Tracing my family tree: my ignorance of world history and how it affects my family tree

In the 1930 census, my great grandfather’s family said they were from Northern Ireland, my great grandmother’s family from Irish Free State. That I don’t even understand the difference makes me realize how truly ignorant I am.

One of the things that has been really driven home to me as I research my family tree is just how ignorant I am – about my ancestors, about world politics, about U.S. history.

Take today’s new discovery: I’ve been curious about why, in some census records, my family identifies themselves as from “Ireland,” sometimes from “N. Ireland,” and sometimes from “Irish Free State.”

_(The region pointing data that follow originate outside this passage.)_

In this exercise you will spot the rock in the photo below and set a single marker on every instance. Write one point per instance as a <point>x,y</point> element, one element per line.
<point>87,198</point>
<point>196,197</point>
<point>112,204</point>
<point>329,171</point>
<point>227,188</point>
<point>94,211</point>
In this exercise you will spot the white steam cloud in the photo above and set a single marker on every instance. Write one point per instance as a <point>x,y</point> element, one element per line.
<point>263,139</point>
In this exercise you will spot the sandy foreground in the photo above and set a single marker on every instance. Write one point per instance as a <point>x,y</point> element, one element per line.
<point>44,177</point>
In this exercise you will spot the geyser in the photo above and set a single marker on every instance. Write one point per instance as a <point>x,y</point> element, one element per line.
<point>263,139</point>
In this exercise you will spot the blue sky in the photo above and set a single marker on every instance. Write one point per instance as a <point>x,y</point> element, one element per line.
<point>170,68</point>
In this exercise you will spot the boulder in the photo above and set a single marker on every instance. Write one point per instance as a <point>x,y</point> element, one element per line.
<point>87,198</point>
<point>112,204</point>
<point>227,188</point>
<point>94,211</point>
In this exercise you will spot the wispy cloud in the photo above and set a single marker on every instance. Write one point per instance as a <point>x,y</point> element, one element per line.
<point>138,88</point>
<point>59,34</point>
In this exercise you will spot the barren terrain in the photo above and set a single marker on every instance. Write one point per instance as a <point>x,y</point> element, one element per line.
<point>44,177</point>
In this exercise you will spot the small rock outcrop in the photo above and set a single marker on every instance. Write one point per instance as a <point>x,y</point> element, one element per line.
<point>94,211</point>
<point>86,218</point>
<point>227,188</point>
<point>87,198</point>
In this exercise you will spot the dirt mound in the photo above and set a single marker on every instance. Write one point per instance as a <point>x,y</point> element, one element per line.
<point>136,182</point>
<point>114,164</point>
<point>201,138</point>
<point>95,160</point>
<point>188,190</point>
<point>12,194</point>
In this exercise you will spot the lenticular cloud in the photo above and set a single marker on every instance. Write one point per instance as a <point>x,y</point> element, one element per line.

To get some clarity about why that might be, I wrote to the Association of Professional Genelogists in Ireland. I got a quick response from Nicola Morris, who explained that the term “Irish Free State” was only used after 1922, when the Irish Free State was established following the War of Independence. It follows the ratification of a controversial treaty of 1922. Morris explains further:

“This term referred to the 26 counties that today form the Republic of Ireland.  It was not uncommon to find families in the US using the term Free State when referring to the origins of their parents or grandparents. It would have distinguished their place of origin as being from the 26 counties rather than ‘Northern Ireland’   Also, if any family had a republican leaning, it would perhaps have been important for them to acknowledge the steps that Ireland had taken to independence prior to 1922.  The Irish republican movement raised a great deal of money for the support of the state in the US, so the details of the struggle were well publicised in Irish circles in the US.”

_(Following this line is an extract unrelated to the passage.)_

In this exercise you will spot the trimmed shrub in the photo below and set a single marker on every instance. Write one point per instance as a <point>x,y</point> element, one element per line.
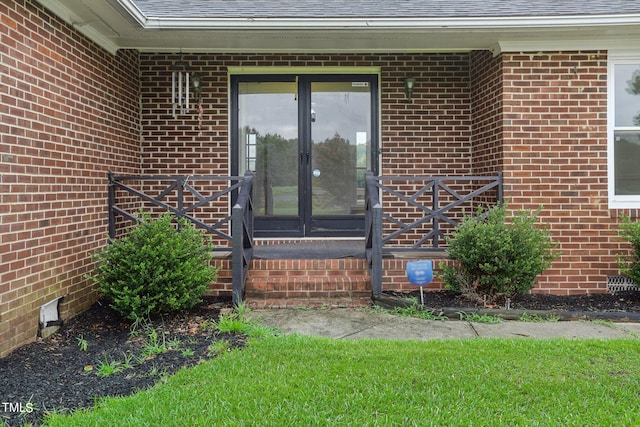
<point>496,259</point>
<point>630,264</point>
<point>159,267</point>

Going back through census data, I learned that before the 1930 census, all of my Irish ancestors simply identified themselves as being from Ireland.

In the 1930 census, however, they got more specific. The Larkins and Maloneys now considered themselves from Irish Free State, while the Sheerins and McDade/McDevitts (that’s another mystery) noted they were from N. Ireland.

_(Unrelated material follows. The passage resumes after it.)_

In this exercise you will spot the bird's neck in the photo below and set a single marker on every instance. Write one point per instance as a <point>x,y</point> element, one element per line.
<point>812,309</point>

From what little I understand so far, discussion around the dinner table might have taken a bit of an interesting turn, seeing as how my great grandather James Sheerin’s parents had Northern Irish ties while my great grandmother Mary Ellen Maloney’s parents came from Irish Free State.

I always wondered how my Irish and Italian grandparents connected, but now I’m curious about how politics in Ireland might have affected life here in the U.S. for my family.

I think we forget that when our ancestors came to the U.S. they didn’t necessarily break all ties from home. I have no idea if my family was politically active – my guess would be not, but then again you don’t have to be involved in politics to have an opinion and voice it. But either way, that they identified themselves as either one side or the other does suggest they were still very connected to what was going on back in Ireland.

Another day, another mystery … and another topic to research.